While it’s possible to win through encounters using the hand-cannon and shotgun, it’s much more sensible to use stealth and surprise to your advantage. In fact, the game actively encourages this, with a new plasmid, Peeping Tom, that allows Elizabeth to turn invisible or glimpse enemies through walls, and a new crossbow weapon that’s great for silent attacks.
Ammo for the latter is thin on the ground, but scavenge hard and you'll get by. This new emphasis on stealth is smart and effective, and those who like to play Deus Ex, Dishonored or Thief the quiet way will find a mode devoted just to them.
Put it all together and you have a smart, new take on Bioshock, happy to revisit areas of past games and shed new light on previous events – even if the word 'previous' makes precious little sense in the context of Bioshock.
It’s genuinely tense, constantly engaging and much better paced than Episode One, even though it doubles the running time. There’s still not much opportunity to develop Elizabeth’s plasmid powers, but there’s certainly plenty of room to experiment with those you’re given, and new variations on the plasmids and weaponry keep the toybox growing the whole way through.
Not all of the adjustments to the Bioshock storyline work, and one feels oddly apologetic, as if Ken Levine and Co have felt the need to soften one particular portrayal. It’s a well-meaning and necessary decision, but the way it's been done feels clumsy and jarring.
Still, there’s so much good stuff going on elsewhere that we’ll let it slide. The climax isn’t quite as jaw-dropping as Bioshock Infinite’s, but then it's hard to think of many games that might qualify. It’s still thought-provoking and powerful and, as with Infinite, there will be a lot of theorising and explaining going on in the next few weeks.
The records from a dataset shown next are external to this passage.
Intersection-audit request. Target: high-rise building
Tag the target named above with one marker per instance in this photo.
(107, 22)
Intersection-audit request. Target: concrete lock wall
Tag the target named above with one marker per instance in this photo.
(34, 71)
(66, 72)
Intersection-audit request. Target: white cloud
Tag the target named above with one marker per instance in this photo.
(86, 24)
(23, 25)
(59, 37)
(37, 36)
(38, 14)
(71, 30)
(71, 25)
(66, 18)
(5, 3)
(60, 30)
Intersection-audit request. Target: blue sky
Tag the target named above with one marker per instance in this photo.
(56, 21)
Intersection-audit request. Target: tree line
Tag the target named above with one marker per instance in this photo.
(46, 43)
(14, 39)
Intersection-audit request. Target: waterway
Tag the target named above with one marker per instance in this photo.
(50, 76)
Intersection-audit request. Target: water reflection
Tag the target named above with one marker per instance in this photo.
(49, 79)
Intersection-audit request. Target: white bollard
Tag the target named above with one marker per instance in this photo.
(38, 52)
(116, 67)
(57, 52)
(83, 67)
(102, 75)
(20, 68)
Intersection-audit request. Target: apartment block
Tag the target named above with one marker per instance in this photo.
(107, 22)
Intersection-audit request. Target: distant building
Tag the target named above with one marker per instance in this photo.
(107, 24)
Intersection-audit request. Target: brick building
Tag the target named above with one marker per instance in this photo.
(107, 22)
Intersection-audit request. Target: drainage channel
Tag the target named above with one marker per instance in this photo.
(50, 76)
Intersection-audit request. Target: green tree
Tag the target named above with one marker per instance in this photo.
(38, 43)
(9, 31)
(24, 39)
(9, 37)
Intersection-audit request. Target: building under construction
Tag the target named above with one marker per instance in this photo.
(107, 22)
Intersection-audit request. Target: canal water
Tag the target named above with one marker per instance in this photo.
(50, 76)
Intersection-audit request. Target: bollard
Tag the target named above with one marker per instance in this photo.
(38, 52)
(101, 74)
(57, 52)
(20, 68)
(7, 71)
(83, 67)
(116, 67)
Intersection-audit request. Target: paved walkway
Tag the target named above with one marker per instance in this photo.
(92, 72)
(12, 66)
Unfortunately, the debate might still also take in value. Each episode comes in at £11.99, which means you’re still talking about £24 for roughly five to eight hours worth of play, depending on how determined you are to extract every last morsel of Bioshock goodness.
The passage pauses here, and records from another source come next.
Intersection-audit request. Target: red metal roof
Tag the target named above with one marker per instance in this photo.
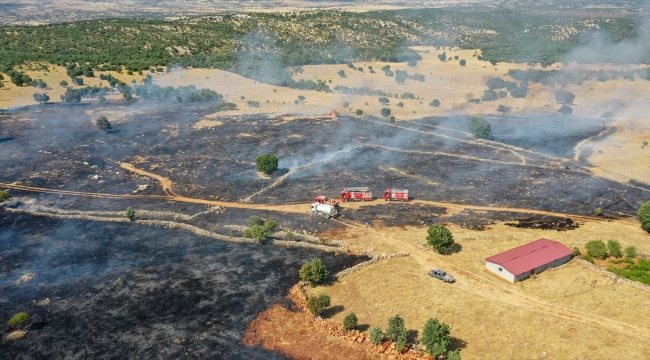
(530, 256)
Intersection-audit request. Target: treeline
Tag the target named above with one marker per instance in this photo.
(564, 77)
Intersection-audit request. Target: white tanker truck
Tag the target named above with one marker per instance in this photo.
(325, 210)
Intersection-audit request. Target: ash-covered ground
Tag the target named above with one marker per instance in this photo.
(118, 291)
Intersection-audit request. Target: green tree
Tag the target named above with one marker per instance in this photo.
(102, 123)
(396, 332)
(480, 127)
(440, 238)
(436, 337)
(19, 320)
(350, 322)
(316, 304)
(314, 272)
(376, 335)
(564, 109)
(596, 249)
(267, 163)
(644, 216)
(130, 213)
(503, 109)
(614, 248)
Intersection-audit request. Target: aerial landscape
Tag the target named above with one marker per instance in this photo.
(325, 179)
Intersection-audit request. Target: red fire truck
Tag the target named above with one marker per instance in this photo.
(396, 195)
(356, 194)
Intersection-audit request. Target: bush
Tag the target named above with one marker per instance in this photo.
(376, 335)
(314, 272)
(267, 163)
(596, 249)
(316, 304)
(102, 123)
(644, 216)
(435, 337)
(19, 320)
(480, 127)
(396, 332)
(350, 322)
(130, 213)
(440, 238)
(614, 248)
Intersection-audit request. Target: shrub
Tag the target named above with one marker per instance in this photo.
(396, 332)
(314, 272)
(267, 163)
(19, 320)
(316, 304)
(614, 248)
(596, 249)
(436, 337)
(480, 127)
(102, 123)
(644, 216)
(350, 322)
(376, 335)
(440, 238)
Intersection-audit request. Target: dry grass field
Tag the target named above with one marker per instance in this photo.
(566, 313)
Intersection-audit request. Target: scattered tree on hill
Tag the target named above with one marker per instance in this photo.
(503, 109)
(350, 322)
(130, 213)
(564, 97)
(565, 109)
(316, 304)
(614, 248)
(596, 249)
(480, 127)
(396, 332)
(644, 216)
(314, 272)
(102, 123)
(41, 98)
(267, 163)
(376, 335)
(436, 337)
(440, 238)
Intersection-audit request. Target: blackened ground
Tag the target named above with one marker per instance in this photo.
(120, 291)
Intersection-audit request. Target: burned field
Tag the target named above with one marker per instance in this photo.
(527, 162)
(123, 290)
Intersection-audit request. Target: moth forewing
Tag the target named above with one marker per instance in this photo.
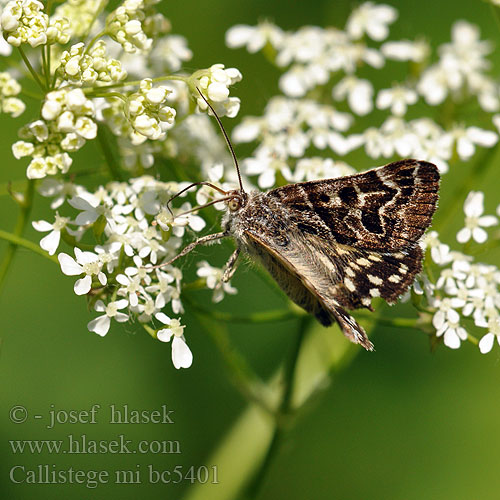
(336, 244)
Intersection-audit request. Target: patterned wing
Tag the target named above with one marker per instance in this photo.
(385, 209)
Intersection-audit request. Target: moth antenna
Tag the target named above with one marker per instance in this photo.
(226, 137)
(201, 183)
(199, 207)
Buying the season pass cuts this down to a much more manageable £15.99 for both, but this still isn’t the biggest expansion we’ve ever played. Overall, though, we’d say it’s worth it. Episode One is perfectly solid, and Episode Two virtually unmissable if you’re any kind of Bioshock devotee.
Given that this is probably the last gasp of a drowning city and the end of an exceptional series, Burial at Sea makes an effective capstone. There might not be hours and hours of gameplay hidden in there, but there’s no shortage of brilliance, beauty, intelligence, philosophy and wonder. And in the end, isn’t that what Bioshock was all about?
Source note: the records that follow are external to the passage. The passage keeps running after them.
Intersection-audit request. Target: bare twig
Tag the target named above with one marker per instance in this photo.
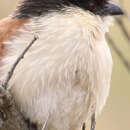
(119, 53)
(10, 73)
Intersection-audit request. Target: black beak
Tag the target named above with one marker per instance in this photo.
(112, 9)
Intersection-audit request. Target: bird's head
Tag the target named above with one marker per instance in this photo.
(30, 8)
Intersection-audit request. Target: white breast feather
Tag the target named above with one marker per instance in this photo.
(66, 74)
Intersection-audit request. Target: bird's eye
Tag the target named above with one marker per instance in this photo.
(92, 5)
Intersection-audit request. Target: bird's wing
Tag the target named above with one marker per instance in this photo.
(8, 27)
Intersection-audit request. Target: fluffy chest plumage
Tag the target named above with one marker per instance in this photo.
(65, 74)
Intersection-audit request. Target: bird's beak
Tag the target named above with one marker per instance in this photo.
(112, 9)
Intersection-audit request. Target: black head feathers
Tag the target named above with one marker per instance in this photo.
(32, 8)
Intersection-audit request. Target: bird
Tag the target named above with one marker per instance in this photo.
(65, 76)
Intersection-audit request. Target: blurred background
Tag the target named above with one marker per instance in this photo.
(116, 114)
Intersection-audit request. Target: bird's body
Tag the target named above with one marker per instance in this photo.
(65, 76)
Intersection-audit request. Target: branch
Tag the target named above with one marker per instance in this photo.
(10, 117)
(10, 73)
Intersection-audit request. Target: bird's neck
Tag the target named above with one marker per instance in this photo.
(34, 8)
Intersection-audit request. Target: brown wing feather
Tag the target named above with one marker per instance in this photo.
(8, 27)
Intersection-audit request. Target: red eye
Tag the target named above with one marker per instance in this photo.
(92, 6)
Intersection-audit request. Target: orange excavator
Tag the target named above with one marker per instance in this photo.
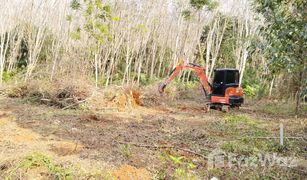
(224, 92)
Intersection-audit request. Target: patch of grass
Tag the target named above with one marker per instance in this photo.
(36, 160)
(282, 108)
(239, 148)
(126, 150)
(176, 167)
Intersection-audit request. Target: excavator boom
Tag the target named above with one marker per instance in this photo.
(196, 68)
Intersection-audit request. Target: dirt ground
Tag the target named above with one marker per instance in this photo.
(170, 141)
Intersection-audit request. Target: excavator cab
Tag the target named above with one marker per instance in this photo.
(225, 88)
(223, 79)
(223, 91)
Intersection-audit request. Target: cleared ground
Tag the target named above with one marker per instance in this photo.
(171, 140)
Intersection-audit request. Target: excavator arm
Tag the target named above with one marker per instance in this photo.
(196, 68)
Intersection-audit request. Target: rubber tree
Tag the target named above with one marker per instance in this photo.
(285, 32)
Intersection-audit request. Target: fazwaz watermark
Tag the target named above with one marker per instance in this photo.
(219, 159)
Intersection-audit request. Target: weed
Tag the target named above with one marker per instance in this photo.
(126, 150)
(39, 160)
(239, 148)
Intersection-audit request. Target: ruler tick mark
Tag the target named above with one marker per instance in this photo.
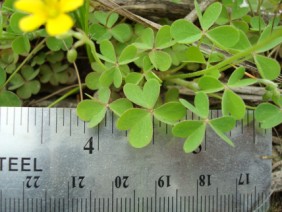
(42, 121)
(70, 122)
(14, 120)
If this is goodbye to the Bioshock saga, then Burial at Sea is a fitting funerary piece. Episode One isn’t that strong or imaginative, but makes up what it lacks in gameplay with its vision of Rapture and a storyline that packs one killer punch.
Episode Two makes the whole thing worth it, not simply expanding on the Bioshock universe, but giving you a different style of gameplay and a story that puts the whole construct in new light. If you hate all things Bioshock, prepare to hate some more, but if you’ve loved it, this is just one more essential piece in one of gaming's greatest puzzles.